# Performing final clean

This is a streamlined version of what was performed in the `cleaning` notebook

In [1]:
import numpy as np
import pandas as pd
from pandas import Series,DataFrame
from numpy.random import randn, rand
import matplotlib as mpl
import matplotlib.pyplot as plt
import seaborn as sbn

Importing the semi-structured Excel file (with relavent columns copied to a separate sheet in Excel)

In [18]:
xls = pd.ExcelFile("edited_table.xlsx")
dframe = xls.parse("All")
dframe.set_axis(["description","code","number_thou","median","perc_change_med","mean","perc_change_mean",
                 "10","20","25","30","40","60","70","75","80","90"],axis=1,inplace=True)

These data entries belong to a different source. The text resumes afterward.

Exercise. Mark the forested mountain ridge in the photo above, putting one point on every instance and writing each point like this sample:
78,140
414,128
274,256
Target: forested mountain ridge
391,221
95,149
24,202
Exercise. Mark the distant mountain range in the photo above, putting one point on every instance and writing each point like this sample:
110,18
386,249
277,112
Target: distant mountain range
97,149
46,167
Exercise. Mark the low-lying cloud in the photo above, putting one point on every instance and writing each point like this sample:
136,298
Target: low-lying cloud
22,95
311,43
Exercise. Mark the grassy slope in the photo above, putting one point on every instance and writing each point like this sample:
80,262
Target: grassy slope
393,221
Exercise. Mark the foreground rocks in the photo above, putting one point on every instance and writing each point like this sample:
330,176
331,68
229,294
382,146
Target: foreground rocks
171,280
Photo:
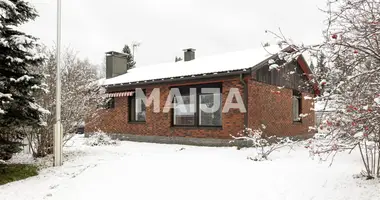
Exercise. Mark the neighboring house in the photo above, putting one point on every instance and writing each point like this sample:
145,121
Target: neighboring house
266,100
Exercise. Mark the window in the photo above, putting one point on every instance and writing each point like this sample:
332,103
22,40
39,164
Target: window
206,101
184,114
137,111
296,106
110,103
201,111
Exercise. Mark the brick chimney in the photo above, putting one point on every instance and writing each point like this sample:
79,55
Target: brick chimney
189,54
116,64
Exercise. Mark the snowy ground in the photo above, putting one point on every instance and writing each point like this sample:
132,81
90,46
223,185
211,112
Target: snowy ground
155,171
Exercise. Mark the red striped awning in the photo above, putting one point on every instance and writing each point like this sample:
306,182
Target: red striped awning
120,94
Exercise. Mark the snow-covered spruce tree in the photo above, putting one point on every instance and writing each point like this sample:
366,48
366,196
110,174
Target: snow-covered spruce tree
130,60
352,50
80,98
18,82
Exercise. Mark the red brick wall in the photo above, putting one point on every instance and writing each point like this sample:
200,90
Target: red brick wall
116,120
264,107
271,106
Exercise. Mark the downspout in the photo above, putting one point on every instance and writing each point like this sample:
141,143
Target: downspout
245,99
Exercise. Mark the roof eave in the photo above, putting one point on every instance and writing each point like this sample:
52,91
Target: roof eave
182,78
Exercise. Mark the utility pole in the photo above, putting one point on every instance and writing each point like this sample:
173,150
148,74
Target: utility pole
58,127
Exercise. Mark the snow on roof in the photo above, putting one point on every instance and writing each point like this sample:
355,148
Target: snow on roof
204,65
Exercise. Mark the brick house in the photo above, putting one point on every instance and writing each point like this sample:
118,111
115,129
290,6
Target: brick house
275,98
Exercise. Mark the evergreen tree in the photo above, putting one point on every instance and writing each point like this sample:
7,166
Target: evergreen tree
18,82
130,60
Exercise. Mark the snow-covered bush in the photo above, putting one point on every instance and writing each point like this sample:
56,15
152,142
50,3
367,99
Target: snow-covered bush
350,78
100,139
264,145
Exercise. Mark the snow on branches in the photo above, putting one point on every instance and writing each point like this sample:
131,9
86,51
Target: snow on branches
350,79
263,144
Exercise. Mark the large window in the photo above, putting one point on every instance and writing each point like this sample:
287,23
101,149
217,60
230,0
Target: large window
137,111
198,109
296,106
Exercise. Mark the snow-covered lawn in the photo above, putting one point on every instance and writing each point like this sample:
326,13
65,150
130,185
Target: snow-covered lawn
132,170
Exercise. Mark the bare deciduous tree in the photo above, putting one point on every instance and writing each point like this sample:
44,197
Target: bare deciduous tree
352,74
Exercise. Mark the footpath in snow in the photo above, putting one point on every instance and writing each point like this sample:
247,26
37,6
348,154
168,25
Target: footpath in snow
132,170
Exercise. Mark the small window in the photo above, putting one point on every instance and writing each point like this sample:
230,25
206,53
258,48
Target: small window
110,103
210,118
137,111
296,106
184,114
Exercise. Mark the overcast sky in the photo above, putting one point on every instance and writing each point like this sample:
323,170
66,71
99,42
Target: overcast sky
165,27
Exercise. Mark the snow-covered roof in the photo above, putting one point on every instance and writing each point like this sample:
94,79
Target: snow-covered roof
226,62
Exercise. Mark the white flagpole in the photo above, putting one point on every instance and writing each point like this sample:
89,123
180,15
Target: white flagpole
58,127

Creating two different DataFrames which contain only non-empty mean and median values. This also resets the index so it will match the indices of the other filtered DataFrames created later in this notebook.

In [9]:
mean_table = dframe.loc[~dframe["mean"].isin(["x",np.nan])].reset_index()
med_table = dframe.loc[~dframe["median"].isin(["x",np.nan])].reset_index()

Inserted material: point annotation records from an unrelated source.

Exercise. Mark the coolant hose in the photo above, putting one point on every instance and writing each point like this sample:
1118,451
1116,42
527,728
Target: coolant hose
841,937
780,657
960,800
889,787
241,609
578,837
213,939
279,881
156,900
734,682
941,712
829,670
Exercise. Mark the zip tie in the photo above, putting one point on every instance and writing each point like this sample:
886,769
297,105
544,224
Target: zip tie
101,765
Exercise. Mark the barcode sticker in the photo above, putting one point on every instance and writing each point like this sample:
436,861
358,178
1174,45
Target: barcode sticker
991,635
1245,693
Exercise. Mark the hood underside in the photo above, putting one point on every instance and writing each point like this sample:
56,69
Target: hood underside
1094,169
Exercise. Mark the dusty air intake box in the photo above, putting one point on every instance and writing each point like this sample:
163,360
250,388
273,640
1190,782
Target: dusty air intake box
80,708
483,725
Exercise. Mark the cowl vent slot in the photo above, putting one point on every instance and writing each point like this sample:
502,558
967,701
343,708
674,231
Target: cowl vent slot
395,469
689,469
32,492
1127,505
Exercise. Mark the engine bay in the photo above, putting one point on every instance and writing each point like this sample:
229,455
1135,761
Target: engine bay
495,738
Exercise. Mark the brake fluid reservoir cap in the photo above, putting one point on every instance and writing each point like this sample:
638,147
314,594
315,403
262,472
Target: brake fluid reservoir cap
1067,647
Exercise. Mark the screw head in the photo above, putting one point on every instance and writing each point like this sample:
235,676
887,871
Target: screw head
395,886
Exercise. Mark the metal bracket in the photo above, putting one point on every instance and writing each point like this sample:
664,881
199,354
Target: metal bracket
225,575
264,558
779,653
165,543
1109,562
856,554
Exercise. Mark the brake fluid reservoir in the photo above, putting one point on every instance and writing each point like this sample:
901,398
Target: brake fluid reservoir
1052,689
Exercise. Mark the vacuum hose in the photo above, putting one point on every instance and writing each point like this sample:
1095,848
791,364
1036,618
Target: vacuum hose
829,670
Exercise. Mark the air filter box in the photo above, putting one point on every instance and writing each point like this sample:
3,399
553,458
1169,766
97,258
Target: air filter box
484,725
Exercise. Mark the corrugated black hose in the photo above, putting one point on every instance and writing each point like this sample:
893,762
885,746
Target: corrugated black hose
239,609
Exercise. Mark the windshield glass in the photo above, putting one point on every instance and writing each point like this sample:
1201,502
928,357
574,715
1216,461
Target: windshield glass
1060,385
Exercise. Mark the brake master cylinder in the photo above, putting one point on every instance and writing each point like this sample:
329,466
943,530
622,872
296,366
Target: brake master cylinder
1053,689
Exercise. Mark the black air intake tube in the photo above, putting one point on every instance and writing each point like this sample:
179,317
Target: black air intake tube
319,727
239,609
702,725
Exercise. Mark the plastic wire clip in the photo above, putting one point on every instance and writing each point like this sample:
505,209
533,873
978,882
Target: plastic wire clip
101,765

Pulling out the Description column from the `.xlsx` file and separating it out into the type of job and the location of the job. 
This only works if I use the `rsplit` function rather than the `split` as the former reads from right to left. This allows me to split at the last comma.

In [11]:
red_table_mean = pd.DataFrame(mean_table.description.str.rsplit(",",1).tolist(),columns=["type","location"])
red_table_med = pd.DataFrame(med_table.description.str.rsplit(",",1).tolist(),columns=["type","location"])

Pulls the mean and median out of their respective tables and displays it on its own (along with the generated index, which now matches the indices produced above)

In [12]:
means = mean_table["mean"]
meds = med_table["median"]

Joins the mean/median as well as the relavent reduced table (consisting of the type and location of the job)

In [13]:
mean_join = red_table_mean.merge(means,left_index=True, right_index=True)
med_join = red_table_med.merge(meds,left_index=True, right_index=True)

Finally generates a `.csv` file of the joined tables. These can then be used to more easily get out relavent information for analysis.

In [17]:
mean_join.to_csv("mean_earnings.csv")
med_join.to_csv("median_earnings.csv")